ALLEGRI, ANCHE TU VINCI COL BEL GIOCO
La portentosa corsa di testa di Napoli e Juventus, che in quanto tandem viaggia a una velocità mai vista, frutta al campionato numerosi aspetti positivi - basti pensare che è la sfida più aperta nei grandi tornei europei, l’unica viva assieme a Barcellona-Atletico in Liga - e uno (ineliminabile) negativo: chi arriverà secondo risulterà battuto malgrado un cammino superlativo. Forse per ovviare a questa frustrante certezza, Maurizio Sarri ha ricordato l’Olanda ‘74 come formazione giunta seconda, eppure meglio ricordata della prima la Germania - grazie al gioco più innovativo e spettacolare. Ma considerare sconfitta quella generazione di olandesi è fuorviante: se è vero che la nazionale perse due finali mondiali consecutive, ma condizionata dal fatto di giocarle entrambe contro i padroni di casa (colmo di sfortuna mai più capitata a nessuno), è altrettanto vero che fra il ‘70 e il ‘73 il Feyenoord (una volta) e l’Ajax (tre di fila) monopolizzarono un quadriennio di Coppe dei Campioni. E dunque la generazione dei Cruijff e dei Neeskens, integrata dai Van Hanegem e protagonista di un calcio meraviglioso, va valutata fra le più vincenti di tutti i tempi. Non a caso i «discendenti», guidati dallo stesso tecnico - Rinus Michels - e dunque adepti dello stesso gioco, colmarono la lacuna storica vincendo l’Europeo del 1988.

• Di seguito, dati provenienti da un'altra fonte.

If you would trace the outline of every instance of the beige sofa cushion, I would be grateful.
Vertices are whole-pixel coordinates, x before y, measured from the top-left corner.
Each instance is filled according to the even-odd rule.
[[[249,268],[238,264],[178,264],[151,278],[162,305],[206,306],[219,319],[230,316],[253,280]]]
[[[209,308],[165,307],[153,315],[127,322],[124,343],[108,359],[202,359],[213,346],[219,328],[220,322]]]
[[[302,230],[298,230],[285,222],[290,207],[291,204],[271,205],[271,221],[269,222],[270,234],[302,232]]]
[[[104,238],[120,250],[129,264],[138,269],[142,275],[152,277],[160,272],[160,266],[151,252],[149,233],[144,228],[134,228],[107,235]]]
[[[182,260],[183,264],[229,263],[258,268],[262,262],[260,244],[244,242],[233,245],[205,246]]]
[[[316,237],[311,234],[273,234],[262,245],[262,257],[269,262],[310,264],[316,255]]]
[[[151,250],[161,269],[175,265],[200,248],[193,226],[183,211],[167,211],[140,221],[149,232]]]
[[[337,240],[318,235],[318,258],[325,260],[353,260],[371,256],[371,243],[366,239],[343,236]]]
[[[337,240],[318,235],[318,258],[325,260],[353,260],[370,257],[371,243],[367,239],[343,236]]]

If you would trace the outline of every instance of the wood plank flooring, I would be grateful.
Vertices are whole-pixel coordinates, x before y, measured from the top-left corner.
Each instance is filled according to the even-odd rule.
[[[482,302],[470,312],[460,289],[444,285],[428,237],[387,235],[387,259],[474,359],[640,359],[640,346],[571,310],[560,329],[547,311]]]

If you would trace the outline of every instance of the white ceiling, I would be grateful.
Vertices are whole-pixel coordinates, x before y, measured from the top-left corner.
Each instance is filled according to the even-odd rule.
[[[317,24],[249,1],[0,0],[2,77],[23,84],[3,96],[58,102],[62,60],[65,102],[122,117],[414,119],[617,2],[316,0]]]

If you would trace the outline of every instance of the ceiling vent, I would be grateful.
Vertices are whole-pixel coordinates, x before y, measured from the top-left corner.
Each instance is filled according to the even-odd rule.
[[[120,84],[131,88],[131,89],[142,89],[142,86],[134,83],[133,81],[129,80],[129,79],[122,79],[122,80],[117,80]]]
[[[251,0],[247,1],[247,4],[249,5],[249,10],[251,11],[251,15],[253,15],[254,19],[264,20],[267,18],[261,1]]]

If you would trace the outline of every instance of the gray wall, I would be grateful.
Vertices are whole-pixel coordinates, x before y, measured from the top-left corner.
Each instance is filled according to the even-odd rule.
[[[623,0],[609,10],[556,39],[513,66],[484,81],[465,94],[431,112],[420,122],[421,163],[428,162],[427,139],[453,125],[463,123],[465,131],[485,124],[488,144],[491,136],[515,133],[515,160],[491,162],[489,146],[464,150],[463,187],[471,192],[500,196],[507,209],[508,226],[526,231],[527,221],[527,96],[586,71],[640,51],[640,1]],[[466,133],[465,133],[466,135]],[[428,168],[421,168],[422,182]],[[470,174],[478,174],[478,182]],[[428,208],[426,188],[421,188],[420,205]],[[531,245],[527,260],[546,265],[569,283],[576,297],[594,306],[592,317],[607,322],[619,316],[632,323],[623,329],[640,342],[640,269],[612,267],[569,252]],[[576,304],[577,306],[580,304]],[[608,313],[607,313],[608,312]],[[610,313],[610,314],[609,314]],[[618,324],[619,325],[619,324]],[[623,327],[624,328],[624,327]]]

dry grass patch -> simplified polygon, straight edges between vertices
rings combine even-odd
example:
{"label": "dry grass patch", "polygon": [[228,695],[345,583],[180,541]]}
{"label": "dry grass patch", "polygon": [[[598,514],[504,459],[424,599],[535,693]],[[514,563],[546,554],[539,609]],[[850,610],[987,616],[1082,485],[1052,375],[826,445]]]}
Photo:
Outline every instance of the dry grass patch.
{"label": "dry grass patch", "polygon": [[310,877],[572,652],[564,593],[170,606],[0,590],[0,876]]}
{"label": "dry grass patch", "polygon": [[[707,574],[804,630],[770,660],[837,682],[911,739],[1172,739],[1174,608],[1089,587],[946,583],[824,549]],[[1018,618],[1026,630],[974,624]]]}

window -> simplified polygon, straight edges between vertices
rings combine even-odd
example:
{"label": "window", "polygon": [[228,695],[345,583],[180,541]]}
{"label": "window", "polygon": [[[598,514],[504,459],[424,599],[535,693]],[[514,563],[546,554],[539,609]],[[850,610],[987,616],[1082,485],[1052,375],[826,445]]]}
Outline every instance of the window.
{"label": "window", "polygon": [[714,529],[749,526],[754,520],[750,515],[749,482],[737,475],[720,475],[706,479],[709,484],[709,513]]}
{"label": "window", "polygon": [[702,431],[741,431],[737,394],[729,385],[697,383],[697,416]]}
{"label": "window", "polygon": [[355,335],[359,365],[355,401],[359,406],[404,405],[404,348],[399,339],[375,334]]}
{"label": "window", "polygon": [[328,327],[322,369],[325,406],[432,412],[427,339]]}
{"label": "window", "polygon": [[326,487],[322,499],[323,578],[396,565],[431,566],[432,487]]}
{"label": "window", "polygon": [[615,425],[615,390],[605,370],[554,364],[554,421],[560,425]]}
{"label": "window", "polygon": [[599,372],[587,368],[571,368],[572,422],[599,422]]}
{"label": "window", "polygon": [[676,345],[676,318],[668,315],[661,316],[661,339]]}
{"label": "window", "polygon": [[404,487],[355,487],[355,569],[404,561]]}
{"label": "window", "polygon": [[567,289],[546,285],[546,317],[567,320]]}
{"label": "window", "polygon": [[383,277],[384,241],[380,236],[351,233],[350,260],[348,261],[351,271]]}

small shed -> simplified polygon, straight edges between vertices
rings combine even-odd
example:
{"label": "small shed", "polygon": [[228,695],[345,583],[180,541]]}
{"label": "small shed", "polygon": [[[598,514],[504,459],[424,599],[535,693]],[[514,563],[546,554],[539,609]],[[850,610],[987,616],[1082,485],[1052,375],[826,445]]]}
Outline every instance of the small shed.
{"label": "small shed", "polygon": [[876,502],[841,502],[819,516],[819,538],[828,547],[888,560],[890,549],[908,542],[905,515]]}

La precisazione è necessaria perché le lodi generalizzate al gioco del Napoli, più che meritate, hanno innescato in Allegri e nell’intero ambiente juventino la reazione «Voi giocate bene, noi vinciamo». Il che è assurdo, perché ricrea una contrapposizione filosofica che speravamo archiviata per sempre. All’interno delle rispettive caratteristiche, chi gioca bene vince e chi gioca male perde. Punto. L’imprevedibilità dell’agonismo fa sì che ogni tanto ma molto di rado - succeda il contrario: è il motivo per cui si tende a definire veritiero il responso di un campionato, mentre le coppe sono più esposte all’eccezione. Quando dice «Chi vuole lo spettacolo vada al circo» Allegri manca di rispetto innanzitutto a se stesso e allo straordinario lavoro che in quattro anni l’ha portato a dominare ogni aspetto del gioco bianconero, tirando fuori capolavori di efficacia tattica - è il suo tipo di bellezza - come la vittoria al San Paolo.

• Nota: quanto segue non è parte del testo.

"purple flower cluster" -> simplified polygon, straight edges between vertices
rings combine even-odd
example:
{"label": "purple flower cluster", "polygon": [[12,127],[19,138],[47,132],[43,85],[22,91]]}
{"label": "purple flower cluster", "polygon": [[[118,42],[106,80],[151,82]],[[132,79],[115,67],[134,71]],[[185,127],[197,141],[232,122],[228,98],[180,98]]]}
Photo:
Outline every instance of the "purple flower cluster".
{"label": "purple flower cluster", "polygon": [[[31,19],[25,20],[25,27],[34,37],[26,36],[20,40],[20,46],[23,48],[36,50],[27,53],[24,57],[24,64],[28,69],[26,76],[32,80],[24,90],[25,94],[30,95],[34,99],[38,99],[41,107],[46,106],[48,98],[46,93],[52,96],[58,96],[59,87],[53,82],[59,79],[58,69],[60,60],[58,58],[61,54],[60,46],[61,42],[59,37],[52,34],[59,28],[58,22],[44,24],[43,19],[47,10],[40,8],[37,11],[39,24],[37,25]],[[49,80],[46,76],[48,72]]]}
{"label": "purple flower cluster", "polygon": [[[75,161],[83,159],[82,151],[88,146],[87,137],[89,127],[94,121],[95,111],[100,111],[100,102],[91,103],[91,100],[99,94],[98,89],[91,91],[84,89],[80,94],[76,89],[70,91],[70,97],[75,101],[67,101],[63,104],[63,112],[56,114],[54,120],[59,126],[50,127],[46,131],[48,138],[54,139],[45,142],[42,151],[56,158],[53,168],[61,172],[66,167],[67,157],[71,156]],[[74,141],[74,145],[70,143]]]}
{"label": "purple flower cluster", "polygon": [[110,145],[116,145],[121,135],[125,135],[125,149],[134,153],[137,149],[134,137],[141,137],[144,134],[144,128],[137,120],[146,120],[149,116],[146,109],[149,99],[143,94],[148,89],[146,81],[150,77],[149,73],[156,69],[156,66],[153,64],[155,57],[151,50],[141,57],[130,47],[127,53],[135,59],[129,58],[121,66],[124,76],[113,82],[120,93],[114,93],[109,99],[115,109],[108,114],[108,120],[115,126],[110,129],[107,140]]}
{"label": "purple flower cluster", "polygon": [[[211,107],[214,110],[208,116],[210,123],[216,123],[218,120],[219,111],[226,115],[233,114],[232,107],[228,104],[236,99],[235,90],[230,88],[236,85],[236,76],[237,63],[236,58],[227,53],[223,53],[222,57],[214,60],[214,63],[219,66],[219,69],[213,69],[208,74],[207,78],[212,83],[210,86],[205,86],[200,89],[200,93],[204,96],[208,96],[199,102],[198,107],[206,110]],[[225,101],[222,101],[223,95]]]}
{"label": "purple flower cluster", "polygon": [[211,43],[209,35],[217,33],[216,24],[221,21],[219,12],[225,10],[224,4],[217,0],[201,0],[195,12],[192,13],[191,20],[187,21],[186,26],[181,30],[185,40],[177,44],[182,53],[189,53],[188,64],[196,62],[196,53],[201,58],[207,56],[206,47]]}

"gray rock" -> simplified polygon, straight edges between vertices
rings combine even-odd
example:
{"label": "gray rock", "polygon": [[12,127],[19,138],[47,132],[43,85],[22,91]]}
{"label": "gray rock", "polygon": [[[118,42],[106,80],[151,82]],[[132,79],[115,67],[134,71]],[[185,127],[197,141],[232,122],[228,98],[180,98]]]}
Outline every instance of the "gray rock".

Molte delle parole spese sul tema appartengono a precise strategie di comunicazione. Avendo vissuto i grandi duelli dialettici fra Mourinho e Guardiola, decrittare Sarri e Allegri non è poi così difficile. A Napoli hanno capito che la Juve patisce questa sorta di (presunta) «superiorità morale» e ci calcano la mano; a Torino la leggono invece come un tentativo di togliersi pressione e, definendo la vittoria l’unica cosa che conta, mirano a ricaricare la scimmia sulle spalle partenopee. Sono retoriche uguali e contrarie, a loro modo fanno parte dello show. Sarà interessante vedere se avranno risvolti sui rendimenti delle due squadre: Julio Velasco, per citare un tecnico maestro di psicologia e motivazione, non avrebbe detto nulla di quanto si è sentito per paura di fornire un alibi inconscio alle squadre (il Napoli che verrà ricordato anche se non vince, e quindi se la prenda comoda; la Juve che, al di là dei tre punti, può fregarsene di tutto, e quindi se ne freghi). Mind games, li chiamerebbe Sir Alex Ferguson. Ma quando capita di leggere in qualche intervista (ieri Skriniar, per esempio) la frase «Domenica non conta giocar bene, ma solo vincere», il fastidio per un messaggio culturalmente sbagliato - ribadiamo che è una contrapposizione che non esiste - risulta insopportabile. Per vincere è importante, quasi imprescindibile, giocar bene. Semmai si può dibattere sul concetto di «giocar bene», ma come ogni cosa attinente il gusto la verità assoluta è un’illusione. Quest’anno Guardiola sta toccando al City vertici di calcio posizionale assoluti, ma il modo in cui Klopp l’ha battuto - col contropiede vertiginoso e ultraverticale del Liverpool - ha fatto saltare tutti sul divano. Beati i neutrali, che possono godersi il meglio delle due scuole.